[slurm-users] Re: Scheduling issues with multiple different types of GPU in one partition

Cutts, Tim via slurm-users Wed, 17 Sep 2025 08:32:43 -0700

We have heterogeneous partitions too.  We see this occasionally, but it’s not a 
huge problem.  The way we have things set up is all the nodes are shared by 
three partitions; short-gpu, medium-gpu and long-gpu.  The difference between 
the partitions is the priority and the partition QoS.  Short-gpu has the 
highest priority, and allows the highest proportion of the GPUs to be used by a 
single user, but has short maximum time limit for the jobs (2 hours).  
Conversely, long-gpu doesn’t let the user use many GPUs, but they can run for a 
long time.  Medium-gpu, obviously, is somewhere between the two.    This seems 
to work reasonably well, and I can usually get a GPU for a short job almost 
immediately.


I would check your priority weights - if you have job age dominating in the 
priority calculation, you’re likely to have issues where young jobs don’t run, 
even if they fit, with the resulting situation being what you see.  We try to 
set priority so that Fairshare dominates while jobs are young, and it’s only if 
they’ve been pending for a long time that age really starts to overtake fair 
share.  We also set QoS priority weight very high, so that really critical jobs 
go straight to the top of the queue, but those qos’s are always tightly 
constrained to a very small number of resources (we have a ‘priority’ qos, but 
it only allows the user to consume 16 CPUs and a single GPU)

I have to say, I find this to be an area where SLURM is a bit weaker than some 
other schedulers.  It’s very difficult, sometimes, to really understand why a 
particular job isn’t running.  I used to be an LSF administrator, and I really 
loved the ‘bjobs -l -p’ command in LSF, which tells you exactly why a job 
cannot be run on each node, and the answer can be different in each case.

Tim

From: Paul Edmon via slurm-users <[email protected]>
Date: Thursday, 11 September 2025 at 20:36
To: [email protected] <[email protected]>
Subject: [slurm-users] Re: Scheduling issues with multiple different types of 
GPU in one partition


Yes, we've see the same thing with mosaic/heterogeneous partitions. Our 
solution is to split based on hardware type.
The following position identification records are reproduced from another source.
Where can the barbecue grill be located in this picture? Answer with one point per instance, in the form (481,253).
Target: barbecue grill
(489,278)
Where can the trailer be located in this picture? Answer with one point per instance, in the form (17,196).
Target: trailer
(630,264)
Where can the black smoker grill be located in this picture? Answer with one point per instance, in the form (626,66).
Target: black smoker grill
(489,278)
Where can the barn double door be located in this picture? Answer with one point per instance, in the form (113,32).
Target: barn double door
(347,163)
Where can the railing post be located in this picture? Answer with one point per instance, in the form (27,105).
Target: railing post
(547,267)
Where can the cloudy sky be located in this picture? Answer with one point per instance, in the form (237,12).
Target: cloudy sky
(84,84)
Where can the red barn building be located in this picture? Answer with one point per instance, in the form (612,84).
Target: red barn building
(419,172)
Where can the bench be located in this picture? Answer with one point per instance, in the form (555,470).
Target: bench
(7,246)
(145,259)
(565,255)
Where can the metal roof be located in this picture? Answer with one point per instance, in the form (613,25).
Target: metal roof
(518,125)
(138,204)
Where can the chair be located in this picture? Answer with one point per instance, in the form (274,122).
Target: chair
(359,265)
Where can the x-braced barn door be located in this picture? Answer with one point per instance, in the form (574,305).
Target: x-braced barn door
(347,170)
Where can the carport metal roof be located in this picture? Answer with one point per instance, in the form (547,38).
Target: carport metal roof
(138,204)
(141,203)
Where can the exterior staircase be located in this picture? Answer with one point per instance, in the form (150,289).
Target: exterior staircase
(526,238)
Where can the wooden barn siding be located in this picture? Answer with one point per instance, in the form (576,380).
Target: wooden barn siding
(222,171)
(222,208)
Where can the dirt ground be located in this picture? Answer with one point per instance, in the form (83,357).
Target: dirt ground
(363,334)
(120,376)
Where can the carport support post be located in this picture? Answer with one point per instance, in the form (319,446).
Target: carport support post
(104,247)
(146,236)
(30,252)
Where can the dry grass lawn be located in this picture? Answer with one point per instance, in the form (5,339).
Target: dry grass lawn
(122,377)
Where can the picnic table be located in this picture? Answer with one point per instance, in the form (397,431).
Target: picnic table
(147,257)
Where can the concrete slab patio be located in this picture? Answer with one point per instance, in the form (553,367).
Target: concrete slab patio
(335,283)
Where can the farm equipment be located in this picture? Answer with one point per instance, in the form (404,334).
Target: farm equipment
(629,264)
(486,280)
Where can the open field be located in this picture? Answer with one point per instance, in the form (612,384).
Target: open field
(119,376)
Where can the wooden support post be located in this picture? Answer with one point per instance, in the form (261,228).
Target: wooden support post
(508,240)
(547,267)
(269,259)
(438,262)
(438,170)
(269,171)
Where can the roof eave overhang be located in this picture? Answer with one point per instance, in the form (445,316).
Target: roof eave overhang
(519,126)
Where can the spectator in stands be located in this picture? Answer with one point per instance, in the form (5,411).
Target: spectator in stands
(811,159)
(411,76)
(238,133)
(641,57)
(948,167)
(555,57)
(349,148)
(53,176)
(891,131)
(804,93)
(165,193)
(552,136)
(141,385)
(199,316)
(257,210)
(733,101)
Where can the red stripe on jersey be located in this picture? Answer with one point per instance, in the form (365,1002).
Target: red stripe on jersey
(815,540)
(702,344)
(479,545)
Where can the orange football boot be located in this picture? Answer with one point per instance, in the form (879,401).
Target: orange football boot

Having a bunch of partitions may seem unwieldy but the scheduler can handle it. 
For instance we have 110 partitions and the scheduler handles it fine (most of 
those are hardware owned by specific groups not public partitions everyone can 
see). We've taken up the convention of naming our partitions after the hardware 
type. For instance we have a gpu partition (our A100's) and a gpu_h200 
partition. Making it easy for people to identify the hardware. People who can 
use both will leverage mutltipartition submission ala #SBATCH -p gpu,gpu_h200.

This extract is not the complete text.